Ms. Whaley is a moviemaker. She was inspired to film herself getting slimmer on fast food after learning about Morgan Spurlock's new documentary film, Super Size Me, the hit of the anti-corporate Sundance Film Festival.
Spurlock did what he says the average McDonalds customer does: ordered the full Value Meals, "supersized" them if the cashier suggested it, and finished everything on his tray. Three times a day for a month. He often swallowed more than 5,000 calories a day. He also cut back his exercise, apparently for more dramatic visual effect. He even limited his steps per day.
To no one's surprise, Spurlock emerged 25 pounds heavier, blotchy-faced, and depressed.
Never mind that hardly anyone eats only fast food every meal for a month-let alone also deliberately avoiding exercise. Anybody who does is obviously headed for obesity. It's not what you eat, it's the number of calories eaten and not burned up by your physical activity.
Ms. Whaley, interviewed for the May issue of American Spectator, says she feels fine. She calls Spurlock's food choices "typical MTV gross-out."
"I think the majority of the American public will be a bit offended by Mr. Spurlock's contention that we have no choice, and [have to] eat like some sort of automatons," she concludes. "I think Mr. Spurlock's real agenda was to create a documentary bashing both the fast food industry and the American public."
My wife and I think back to our childhood pre-fast-food road trips. The family ate in sit-down restaurants and drugstores. The typical meal: a hamburger with lettuce, tomato and mayonnaise; French fries; and a thick milk shake. The real difference between then and now? McDonalds' is cheaper, faster, and it's a diet drink on the side.
My wife lived in Africa for many years. She recalls the street vendors there, selling fried grasshoppers, fried mice, fried anything. Throughout history, there have been fried street foods. They're tasty, quick and even nutritious. Moreover, they advertise themselves because they smell so good.

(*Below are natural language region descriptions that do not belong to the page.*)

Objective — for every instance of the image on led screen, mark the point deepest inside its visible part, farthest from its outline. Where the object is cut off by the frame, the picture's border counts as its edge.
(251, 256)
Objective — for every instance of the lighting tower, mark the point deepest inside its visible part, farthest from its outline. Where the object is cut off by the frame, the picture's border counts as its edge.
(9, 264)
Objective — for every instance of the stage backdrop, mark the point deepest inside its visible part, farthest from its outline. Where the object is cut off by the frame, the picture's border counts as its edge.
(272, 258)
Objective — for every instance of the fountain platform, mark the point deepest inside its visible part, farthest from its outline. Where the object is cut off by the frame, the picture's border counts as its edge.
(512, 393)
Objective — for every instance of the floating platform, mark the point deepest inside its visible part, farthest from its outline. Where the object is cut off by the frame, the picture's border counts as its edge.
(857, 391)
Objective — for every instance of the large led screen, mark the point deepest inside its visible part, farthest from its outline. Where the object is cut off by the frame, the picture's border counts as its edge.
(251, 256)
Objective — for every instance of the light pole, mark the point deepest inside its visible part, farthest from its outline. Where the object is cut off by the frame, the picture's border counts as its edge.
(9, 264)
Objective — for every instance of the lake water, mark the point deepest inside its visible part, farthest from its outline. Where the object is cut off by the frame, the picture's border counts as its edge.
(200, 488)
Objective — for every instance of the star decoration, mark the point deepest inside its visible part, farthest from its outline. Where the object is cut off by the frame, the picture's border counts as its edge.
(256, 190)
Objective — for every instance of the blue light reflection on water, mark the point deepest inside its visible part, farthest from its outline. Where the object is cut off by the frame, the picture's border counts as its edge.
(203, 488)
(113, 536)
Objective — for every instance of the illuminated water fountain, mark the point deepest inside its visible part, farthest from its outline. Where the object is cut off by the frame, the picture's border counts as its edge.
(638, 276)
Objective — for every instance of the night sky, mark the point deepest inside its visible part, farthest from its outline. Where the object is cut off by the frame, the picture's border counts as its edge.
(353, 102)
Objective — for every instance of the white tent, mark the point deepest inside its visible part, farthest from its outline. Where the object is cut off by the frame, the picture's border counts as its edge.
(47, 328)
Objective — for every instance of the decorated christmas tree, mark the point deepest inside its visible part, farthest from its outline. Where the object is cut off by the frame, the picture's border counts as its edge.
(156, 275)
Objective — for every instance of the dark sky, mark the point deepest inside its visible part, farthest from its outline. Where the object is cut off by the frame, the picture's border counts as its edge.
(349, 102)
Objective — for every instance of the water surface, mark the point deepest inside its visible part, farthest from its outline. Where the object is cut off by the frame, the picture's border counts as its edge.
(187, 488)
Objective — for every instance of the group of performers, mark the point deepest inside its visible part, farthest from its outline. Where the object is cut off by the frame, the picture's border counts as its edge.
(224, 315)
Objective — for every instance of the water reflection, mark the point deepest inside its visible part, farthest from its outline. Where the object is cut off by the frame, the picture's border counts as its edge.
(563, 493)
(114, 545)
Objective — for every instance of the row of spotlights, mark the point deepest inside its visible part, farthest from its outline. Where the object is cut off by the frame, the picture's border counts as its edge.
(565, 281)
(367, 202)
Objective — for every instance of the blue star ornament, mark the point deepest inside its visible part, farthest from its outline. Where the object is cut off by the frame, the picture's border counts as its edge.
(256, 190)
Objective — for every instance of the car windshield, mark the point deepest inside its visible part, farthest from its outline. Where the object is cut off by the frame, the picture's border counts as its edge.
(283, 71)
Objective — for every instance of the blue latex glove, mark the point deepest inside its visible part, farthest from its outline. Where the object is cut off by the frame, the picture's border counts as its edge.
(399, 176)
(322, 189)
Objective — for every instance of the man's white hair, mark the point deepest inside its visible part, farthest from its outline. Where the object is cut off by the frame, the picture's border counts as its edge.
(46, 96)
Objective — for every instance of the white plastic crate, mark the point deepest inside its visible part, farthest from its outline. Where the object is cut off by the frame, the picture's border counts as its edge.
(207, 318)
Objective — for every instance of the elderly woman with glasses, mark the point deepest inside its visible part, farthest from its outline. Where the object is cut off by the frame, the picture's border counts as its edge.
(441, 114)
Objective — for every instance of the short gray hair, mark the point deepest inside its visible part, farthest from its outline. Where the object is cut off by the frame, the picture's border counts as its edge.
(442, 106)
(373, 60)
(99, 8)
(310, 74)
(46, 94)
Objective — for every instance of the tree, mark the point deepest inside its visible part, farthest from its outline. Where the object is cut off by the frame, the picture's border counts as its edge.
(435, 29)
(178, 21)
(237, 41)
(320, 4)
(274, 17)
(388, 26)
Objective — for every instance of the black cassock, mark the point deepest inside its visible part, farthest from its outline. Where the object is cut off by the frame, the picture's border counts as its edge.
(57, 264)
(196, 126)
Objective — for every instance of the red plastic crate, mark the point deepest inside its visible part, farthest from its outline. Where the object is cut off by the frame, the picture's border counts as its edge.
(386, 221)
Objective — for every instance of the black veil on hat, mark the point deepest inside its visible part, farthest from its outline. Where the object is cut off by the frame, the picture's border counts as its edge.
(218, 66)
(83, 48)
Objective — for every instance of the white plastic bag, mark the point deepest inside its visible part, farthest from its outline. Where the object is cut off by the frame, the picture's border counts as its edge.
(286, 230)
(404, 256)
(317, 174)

Obesity has become an expanding problem across the affluent world-but our appetites may not be at fault. Dr. Lisa Sutherland of the University of North Carolina used Centers for Disease Control data to analyze today's teenagers. She finds they eat only one percent more calories than teenagers of 20 years ago-but the percentage of kids who get 30 minutes a day of physical exercise has dropped from 42 percent to 29 percent. It's no surprise that youth obesity has risen 10 percent as a result.
Few of us dig ditches, hoist haybales by hand, or chop kindling for the kitchen stove anymore. If Mr. Spurlock had been training seriously for the Boston Marathon, he might have burned 5,000 calories a day. Instead, he's mortgaged his health to set a bad example. Thanks, Morgan.
And thanks to Soso Whaley (an adjunct scholar at the free-market Competitive Enterprise Institute) for demonstrating an even better point about our ability to make our own choices.
Now, I'm headed off for a bike ride.